Stop the MySQL service of the master node. (Type is set to Built-in MySQL when you create an EMR cluster.) The MySQL service deployed on the emr-header-1 node is associated with Hive MetaStore, Oozie, and Ranger. If you stop the MySQL service, the associated components cannot access the specific database. N/A
Change the password of the root user that is used to access the MySQL service deployed on the emr-header-1 node. (Type is set to Built-in MySQL when you create an EMR cluster.) The associated component such as Hue or Ranger fails. N/A
Modify the security group to which ECS instances belong when an EMR cluster is running.
  • The network connection between nodes is abnormal.
  • Components become unavailable.
N/A

FAQ

Problem description Solution
Insufficient disk capacity Increase the capacity of a single disk or add core nodes in the EMR console. EMR clusters do not support the addition of disks.
Excess disk capacity Purchase a new cluster and release the original one. For more information, see Create a cluster. EMR clusters do not support scale-down of disk capacity.
Insufficient computing capabilities Add task nodes in the EMR console. For more information, see Scale out a cluster.
Excess computing capabilities
Solutions to clusters with different billing methods:
  • For a pay-as-you-go cluster, remove task nodes from the EMR console.
  • For a subscription cluster, stop the NodeManager of YARN on a specific task node, change the billing method of the ECS instance that serves as the task node to pay-as-you-go in the ECS console, and then release the instance.
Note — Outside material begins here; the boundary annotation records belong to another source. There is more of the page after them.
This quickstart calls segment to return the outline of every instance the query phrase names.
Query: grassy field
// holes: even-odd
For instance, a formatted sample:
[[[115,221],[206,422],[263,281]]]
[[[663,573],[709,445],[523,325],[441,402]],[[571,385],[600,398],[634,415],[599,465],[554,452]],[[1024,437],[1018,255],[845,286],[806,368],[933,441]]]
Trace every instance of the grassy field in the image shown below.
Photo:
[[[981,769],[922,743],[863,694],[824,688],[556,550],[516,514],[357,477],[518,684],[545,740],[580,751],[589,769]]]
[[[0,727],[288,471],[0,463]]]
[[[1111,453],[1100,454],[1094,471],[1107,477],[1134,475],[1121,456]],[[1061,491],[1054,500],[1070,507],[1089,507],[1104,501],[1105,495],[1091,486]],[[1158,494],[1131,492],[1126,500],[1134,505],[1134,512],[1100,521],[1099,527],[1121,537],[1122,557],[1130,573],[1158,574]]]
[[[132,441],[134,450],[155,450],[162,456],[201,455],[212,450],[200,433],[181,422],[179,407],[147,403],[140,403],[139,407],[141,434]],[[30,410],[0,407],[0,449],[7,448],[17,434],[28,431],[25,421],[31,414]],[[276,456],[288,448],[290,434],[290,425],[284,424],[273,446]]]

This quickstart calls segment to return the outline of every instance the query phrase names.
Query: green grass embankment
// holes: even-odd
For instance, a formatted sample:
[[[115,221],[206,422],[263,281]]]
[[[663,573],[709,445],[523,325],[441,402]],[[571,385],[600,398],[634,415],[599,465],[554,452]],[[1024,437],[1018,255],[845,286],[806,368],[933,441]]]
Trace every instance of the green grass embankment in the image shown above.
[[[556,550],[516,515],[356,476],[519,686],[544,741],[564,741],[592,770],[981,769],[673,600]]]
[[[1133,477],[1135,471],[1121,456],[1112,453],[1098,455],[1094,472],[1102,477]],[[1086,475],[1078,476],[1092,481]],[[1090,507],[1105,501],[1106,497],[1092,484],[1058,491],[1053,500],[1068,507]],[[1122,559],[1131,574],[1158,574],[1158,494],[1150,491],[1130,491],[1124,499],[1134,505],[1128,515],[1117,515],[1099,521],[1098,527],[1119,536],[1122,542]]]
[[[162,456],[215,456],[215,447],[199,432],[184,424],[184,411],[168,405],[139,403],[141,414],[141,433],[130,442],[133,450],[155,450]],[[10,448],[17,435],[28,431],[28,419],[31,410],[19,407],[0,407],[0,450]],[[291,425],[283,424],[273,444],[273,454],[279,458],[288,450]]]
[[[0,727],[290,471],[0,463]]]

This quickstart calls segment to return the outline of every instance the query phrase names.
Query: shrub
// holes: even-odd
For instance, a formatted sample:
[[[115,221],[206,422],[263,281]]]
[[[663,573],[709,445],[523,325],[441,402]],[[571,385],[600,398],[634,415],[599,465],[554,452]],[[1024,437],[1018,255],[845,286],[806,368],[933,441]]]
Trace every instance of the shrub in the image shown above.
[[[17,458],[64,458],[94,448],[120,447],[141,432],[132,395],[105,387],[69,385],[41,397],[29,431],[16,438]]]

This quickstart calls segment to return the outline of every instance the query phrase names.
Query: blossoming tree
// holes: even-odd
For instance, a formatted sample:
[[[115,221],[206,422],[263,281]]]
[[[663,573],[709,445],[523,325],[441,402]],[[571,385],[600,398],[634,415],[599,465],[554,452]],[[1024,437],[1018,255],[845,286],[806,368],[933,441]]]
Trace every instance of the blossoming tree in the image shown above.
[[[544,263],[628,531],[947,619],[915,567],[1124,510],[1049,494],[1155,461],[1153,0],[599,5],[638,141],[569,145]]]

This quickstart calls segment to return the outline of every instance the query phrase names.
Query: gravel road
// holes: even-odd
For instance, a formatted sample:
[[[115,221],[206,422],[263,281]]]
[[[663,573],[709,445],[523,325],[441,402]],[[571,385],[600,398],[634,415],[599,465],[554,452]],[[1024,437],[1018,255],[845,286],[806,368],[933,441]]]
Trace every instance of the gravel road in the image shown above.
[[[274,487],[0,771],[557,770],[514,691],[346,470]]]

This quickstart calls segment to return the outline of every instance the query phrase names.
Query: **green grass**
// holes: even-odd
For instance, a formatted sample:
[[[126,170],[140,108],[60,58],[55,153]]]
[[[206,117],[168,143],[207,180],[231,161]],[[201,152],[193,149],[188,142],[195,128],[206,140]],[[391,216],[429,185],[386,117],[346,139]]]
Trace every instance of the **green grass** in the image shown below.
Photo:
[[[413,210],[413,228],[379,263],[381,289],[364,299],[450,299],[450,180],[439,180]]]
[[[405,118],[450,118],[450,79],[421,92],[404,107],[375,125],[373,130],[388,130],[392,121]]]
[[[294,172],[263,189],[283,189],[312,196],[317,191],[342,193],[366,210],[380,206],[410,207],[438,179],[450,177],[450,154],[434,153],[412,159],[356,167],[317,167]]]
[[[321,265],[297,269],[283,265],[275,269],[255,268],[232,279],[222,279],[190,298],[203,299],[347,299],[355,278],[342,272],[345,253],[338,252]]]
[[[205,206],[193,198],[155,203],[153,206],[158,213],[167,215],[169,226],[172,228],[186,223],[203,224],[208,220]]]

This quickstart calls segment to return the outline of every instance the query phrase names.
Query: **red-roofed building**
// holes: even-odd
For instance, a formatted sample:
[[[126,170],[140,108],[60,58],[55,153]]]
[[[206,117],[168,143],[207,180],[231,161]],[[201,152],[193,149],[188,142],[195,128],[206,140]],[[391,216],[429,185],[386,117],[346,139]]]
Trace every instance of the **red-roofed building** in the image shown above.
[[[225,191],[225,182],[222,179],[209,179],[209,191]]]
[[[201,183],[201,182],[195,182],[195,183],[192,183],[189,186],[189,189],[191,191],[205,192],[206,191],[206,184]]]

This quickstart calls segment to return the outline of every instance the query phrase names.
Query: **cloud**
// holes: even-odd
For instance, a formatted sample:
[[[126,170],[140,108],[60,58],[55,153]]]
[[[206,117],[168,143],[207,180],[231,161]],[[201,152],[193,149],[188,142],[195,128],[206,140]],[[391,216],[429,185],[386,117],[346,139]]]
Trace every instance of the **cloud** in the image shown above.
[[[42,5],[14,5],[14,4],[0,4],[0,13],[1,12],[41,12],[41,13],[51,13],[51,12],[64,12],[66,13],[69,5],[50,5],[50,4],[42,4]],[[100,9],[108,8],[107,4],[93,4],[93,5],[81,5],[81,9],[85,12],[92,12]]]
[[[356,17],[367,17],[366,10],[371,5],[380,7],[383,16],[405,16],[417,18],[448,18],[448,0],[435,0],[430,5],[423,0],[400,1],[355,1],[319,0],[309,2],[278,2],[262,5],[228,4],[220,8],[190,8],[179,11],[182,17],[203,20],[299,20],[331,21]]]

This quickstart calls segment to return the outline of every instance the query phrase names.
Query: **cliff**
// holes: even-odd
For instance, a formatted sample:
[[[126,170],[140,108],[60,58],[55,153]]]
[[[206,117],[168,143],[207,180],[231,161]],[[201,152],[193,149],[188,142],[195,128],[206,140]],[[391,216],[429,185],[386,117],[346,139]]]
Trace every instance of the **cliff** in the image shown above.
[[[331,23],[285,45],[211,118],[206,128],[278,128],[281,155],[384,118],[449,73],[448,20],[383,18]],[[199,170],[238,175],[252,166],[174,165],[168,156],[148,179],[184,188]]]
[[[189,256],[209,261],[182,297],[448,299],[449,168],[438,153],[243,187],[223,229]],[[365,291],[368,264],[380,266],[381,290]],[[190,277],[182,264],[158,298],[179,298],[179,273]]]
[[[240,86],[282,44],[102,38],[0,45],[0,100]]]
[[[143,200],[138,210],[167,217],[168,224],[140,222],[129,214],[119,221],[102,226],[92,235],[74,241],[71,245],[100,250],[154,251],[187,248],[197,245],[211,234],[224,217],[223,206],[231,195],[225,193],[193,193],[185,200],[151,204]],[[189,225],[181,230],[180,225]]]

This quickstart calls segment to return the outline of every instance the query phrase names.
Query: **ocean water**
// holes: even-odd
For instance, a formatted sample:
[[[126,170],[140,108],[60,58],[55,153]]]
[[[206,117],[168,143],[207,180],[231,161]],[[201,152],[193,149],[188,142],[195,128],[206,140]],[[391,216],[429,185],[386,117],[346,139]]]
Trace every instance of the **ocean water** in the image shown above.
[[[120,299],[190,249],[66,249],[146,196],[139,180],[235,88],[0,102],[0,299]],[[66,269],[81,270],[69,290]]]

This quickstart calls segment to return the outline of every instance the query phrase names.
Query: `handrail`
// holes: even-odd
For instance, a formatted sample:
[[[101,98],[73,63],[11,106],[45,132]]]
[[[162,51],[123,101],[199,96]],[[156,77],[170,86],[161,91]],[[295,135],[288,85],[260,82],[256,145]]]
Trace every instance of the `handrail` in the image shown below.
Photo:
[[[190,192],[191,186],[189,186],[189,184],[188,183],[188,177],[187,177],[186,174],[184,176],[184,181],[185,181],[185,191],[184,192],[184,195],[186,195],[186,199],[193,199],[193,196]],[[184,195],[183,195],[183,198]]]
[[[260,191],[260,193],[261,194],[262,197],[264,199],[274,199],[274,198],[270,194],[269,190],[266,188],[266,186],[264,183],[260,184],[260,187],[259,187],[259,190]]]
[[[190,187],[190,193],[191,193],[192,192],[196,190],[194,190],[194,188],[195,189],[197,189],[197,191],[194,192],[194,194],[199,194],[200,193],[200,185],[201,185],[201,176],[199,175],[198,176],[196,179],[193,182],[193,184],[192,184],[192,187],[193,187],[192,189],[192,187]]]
Outdated component versions Purchase a cluster of a later version. For more information, see Create a cluster. Existing clusters do not support the version update of a single component.
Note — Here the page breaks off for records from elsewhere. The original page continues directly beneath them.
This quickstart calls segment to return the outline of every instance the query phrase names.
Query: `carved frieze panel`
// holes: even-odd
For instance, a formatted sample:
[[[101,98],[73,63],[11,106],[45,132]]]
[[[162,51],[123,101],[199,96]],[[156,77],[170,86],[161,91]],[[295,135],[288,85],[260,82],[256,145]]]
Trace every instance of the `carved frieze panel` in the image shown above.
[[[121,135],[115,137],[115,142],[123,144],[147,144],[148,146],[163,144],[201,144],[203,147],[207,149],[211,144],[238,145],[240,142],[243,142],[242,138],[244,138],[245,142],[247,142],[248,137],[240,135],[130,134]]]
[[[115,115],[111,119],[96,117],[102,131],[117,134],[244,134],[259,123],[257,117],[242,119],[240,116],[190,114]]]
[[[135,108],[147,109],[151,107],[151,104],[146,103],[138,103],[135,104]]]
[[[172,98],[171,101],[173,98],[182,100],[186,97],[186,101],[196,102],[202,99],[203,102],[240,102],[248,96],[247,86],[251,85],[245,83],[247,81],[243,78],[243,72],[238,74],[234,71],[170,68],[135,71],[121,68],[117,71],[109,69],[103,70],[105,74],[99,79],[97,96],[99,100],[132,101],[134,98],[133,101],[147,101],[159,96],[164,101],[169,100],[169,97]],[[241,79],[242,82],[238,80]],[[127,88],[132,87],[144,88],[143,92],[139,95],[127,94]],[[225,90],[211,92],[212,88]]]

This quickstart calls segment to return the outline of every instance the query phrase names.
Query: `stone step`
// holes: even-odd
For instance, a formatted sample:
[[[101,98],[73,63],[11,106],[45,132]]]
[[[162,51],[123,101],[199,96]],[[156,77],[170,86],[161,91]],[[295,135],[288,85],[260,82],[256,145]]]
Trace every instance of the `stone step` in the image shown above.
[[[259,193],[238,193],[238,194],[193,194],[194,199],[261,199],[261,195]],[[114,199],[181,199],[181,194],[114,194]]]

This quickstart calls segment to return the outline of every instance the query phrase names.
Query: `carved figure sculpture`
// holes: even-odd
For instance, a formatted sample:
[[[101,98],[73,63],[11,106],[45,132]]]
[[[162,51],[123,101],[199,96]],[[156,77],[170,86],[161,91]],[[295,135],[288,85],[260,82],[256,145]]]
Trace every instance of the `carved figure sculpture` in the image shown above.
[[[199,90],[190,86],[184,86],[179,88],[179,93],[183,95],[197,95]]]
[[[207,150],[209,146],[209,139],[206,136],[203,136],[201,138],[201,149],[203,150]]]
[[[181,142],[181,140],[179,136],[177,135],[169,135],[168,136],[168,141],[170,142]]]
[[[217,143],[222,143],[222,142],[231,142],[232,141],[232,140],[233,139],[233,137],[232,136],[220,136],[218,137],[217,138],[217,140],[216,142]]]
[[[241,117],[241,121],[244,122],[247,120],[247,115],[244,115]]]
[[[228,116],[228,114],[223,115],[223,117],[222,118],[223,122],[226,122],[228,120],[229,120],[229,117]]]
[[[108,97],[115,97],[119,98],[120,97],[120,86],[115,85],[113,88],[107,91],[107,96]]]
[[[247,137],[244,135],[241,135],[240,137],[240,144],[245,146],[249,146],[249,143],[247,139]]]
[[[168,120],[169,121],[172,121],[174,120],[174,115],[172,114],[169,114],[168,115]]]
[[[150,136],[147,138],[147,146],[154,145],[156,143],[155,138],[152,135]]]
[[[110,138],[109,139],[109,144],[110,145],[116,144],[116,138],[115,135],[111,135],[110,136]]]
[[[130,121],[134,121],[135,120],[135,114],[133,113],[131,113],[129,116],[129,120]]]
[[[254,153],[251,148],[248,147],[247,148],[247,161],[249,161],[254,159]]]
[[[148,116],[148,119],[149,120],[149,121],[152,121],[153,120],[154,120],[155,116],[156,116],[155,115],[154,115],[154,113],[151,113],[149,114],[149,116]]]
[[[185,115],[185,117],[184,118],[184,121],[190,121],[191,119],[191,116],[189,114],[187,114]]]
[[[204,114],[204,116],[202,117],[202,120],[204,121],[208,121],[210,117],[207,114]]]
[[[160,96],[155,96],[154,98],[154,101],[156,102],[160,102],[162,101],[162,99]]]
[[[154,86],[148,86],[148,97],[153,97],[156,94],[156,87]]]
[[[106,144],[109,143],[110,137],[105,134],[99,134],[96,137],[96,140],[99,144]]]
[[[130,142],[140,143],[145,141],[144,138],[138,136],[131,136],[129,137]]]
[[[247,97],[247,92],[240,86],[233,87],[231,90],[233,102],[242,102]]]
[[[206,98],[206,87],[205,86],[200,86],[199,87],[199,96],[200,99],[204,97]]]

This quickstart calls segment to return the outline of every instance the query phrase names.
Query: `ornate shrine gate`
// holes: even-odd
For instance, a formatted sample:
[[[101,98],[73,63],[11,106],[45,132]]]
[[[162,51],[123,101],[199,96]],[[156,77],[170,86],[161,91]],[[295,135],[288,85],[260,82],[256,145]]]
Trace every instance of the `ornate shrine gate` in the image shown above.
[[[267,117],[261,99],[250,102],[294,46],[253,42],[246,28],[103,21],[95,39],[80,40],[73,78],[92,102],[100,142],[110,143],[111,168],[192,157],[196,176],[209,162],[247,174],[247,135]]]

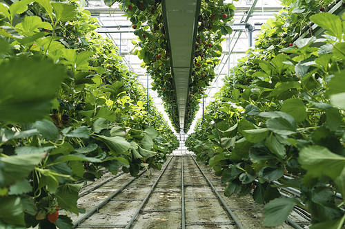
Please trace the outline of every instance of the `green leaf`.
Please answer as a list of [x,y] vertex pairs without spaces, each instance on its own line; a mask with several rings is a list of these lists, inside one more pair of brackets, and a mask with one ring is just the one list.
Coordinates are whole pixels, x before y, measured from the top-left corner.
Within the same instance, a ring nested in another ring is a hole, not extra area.
[[77,128],[74,131],[68,131],[67,133],[64,133],[64,135],[70,138],[88,138],[90,137],[90,131],[88,127],[83,126]]
[[98,148],[98,145],[95,143],[89,144],[86,147],[80,147],[76,149],[75,151],[79,153],[90,153],[95,151]]
[[331,131],[336,131],[342,123],[342,115],[337,109],[326,110],[326,126]]
[[310,16],[311,21],[328,30],[328,34],[342,41],[342,25],[340,17],[328,12],[322,12]]
[[21,195],[32,191],[32,187],[29,182],[24,179],[21,181],[17,182],[16,184],[10,186],[8,195]]
[[156,152],[151,151],[139,146],[139,153],[144,157],[151,157],[157,154]]
[[127,151],[131,146],[130,143],[127,142],[126,139],[121,137],[106,137],[97,135],[95,135],[102,140],[111,151],[118,155],[126,153],[126,151]]
[[34,153],[0,157],[0,187],[28,177],[45,155],[45,153]]
[[99,133],[103,129],[108,129],[108,127],[109,122],[103,118],[97,118],[92,124],[93,131],[96,133]]
[[60,229],[72,229],[73,223],[72,219],[67,215],[59,215],[55,225]]
[[297,122],[304,121],[306,118],[306,107],[299,98],[286,100],[282,106],[282,111],[293,116]]
[[259,176],[268,181],[274,181],[284,175],[284,168],[264,167],[259,172]]
[[51,5],[55,12],[57,21],[68,21],[75,18],[77,8],[75,6],[60,2],[52,2]]
[[41,5],[46,12],[48,14],[50,17],[50,20],[52,21],[52,7],[50,4],[50,1],[49,0],[35,0],[37,3]]
[[299,201],[295,198],[277,198],[266,204],[264,225],[275,226],[284,223],[290,212]]
[[248,116],[257,116],[260,110],[257,106],[250,104],[246,107],[246,113]]
[[55,196],[62,209],[78,214],[77,201],[78,200],[79,191],[82,186],[82,184],[66,184],[59,186]]
[[273,132],[284,135],[296,133],[296,124],[293,118],[288,120],[282,117],[268,119],[266,122],[267,128]]
[[55,124],[50,120],[43,119],[41,121],[36,121],[34,127],[39,131],[44,138],[49,140],[55,141],[59,138],[59,130]]
[[307,175],[319,178],[326,175],[333,179],[340,175],[345,166],[345,157],[319,146],[304,148],[299,152],[298,162],[307,171]]
[[273,134],[271,134],[270,137],[266,139],[265,145],[272,153],[276,155],[279,158],[283,159],[285,157],[286,150]]
[[14,151],[16,154],[20,155],[23,154],[41,153],[46,153],[50,149],[55,148],[55,146],[34,147],[34,146],[21,146],[16,148]]
[[345,110],[345,92],[331,96],[331,103],[342,110]]
[[0,69],[2,121],[30,122],[49,113],[50,101],[66,77],[63,67],[47,58],[21,56],[3,61]]
[[265,139],[269,133],[266,128],[248,129],[242,131],[242,134],[247,140],[252,143],[257,143]]
[[343,201],[345,204],[345,198],[344,198],[345,197],[345,168],[344,168],[340,175],[334,182],[337,185],[338,191],[342,193]]
[[28,4],[32,1],[31,0],[21,0],[17,1],[10,6],[10,13],[12,20],[15,14],[21,14],[28,10]]
[[24,212],[20,197],[10,196],[0,198],[0,219],[10,224],[25,226]]

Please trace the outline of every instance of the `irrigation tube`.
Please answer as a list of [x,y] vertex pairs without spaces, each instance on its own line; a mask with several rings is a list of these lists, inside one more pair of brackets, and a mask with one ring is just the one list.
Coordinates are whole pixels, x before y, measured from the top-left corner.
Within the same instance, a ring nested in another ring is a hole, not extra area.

Conversion from a non-HA cluster to an HA cluster We recommend that you purchase an HA cluster. Existing non-HA clusters cannot be converted into HA clusters.
Deployment of third-party software or services on EMR We recommend that you perform bootstrap actions to install third-party software or services when you create a cluster.

If you manually install third-party software or services after you create a cluster, when you add nodes, you must manually install the third-party software or services again on the added nodes.